Federal Minister for Urban Infrastructure Paul Fletcher says the government is on track to issue Sydney Airport the sales contract to build and operate the proposed airport at Badgerys Creek before the end of 2016.
In a speech to a Committee for Economic Development of Australia event in Parramatta on Monday, Fletcher said work on the Notice of Intention (NOI) was almost complete.
“The Government intends to issue the notice before the end of this year, following a lengthy consultation process,” Fletcher said in prepared remarks.
“We have spent many, many days working with Sydney Airport – and we appreciate the time, energy and expertise they have brought to the process.
“The idea of the consultation process is that by the time it gets formally issued, Sydney Airport knows exactly what is in it – in the legal language that it is ‘substantially familiar’ with the terms.”
When the Commonwealth sold Sydney Airport in 2002 it included a 30-year first right of refusal to build and operate any airport within 100km of the existing terminals at Mascot.
Sydney Airport has said previously it would have between four and nine months to consider the proposal once the NOI has been issued.
The document will cover the deed governing the development of the airport, the lease of airport land and the arrangements under which the airport will operate, among other matters.
Fletcher said he expected the airport to prove attractive to low-cost carriers (LCC), noting this airline grouping represented a growing share of international passenger traffic into and out of Australia.
Further, the proposed Badgerys Creek airport will “enjoy” a catchment area of two million residents in the Western Sydney region.
“I am confident that low cost carriers will be attracted to Western Sydney Airport, offering travel to domestic cities and also selected regional destinations such as New Zealand and Bali from the outset,” Fletcher said.
“It is also likely that inbound international low cost carriers will see Western Sydney Airport as offering new opportunities to add routes to Australia.
“London is a good example of how demand can be shared in a multi-airport city with secondary airports supporting the total aviation capacity, including the growing low-cost carrier market.”
Fletcher also reaffirmed the government’s preference for the airport at Badgerys Creek to operate without a curfew, albeit with some flightpath restrictions during overnight hours where all flights will land from and take off in a southwesterly direction with the aim of avoiding residential areas.
This policy, which is also what the federal opposition had proposed, has been criticised by pilot groups.
Earlier in November, Federal Minister for the Environment and Energy Josh Frydenberg laid down 40 environmental conditions that needed to be met as part of the construction and operation of the proposed airport.

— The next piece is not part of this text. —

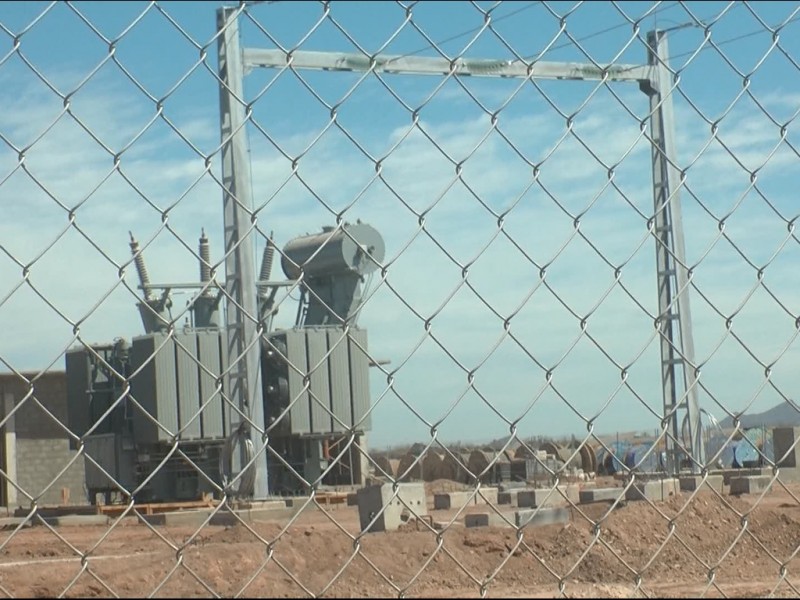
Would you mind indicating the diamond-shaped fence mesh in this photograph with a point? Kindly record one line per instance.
(399, 299)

They covered biodiversity, noise and heritage and were developed after a review of the proposed airport’s environmental impact statement (EIS) that was finalised in September.
Currently, road upgrade works in partnership with the state government were underway, while a joint federal-NSW government Joint Scoping Study on Rail Needs for Western Sydney was considering the airport’s rail needs.
“The study will identify rail service options, connections, travel speeds, and types of train services to connect the Western Sydney region and service a Western Sydney Airport,” Fletcher said.
“The study will consider whether rail could be operational when the airport opens – or if not, how soon afterwards.”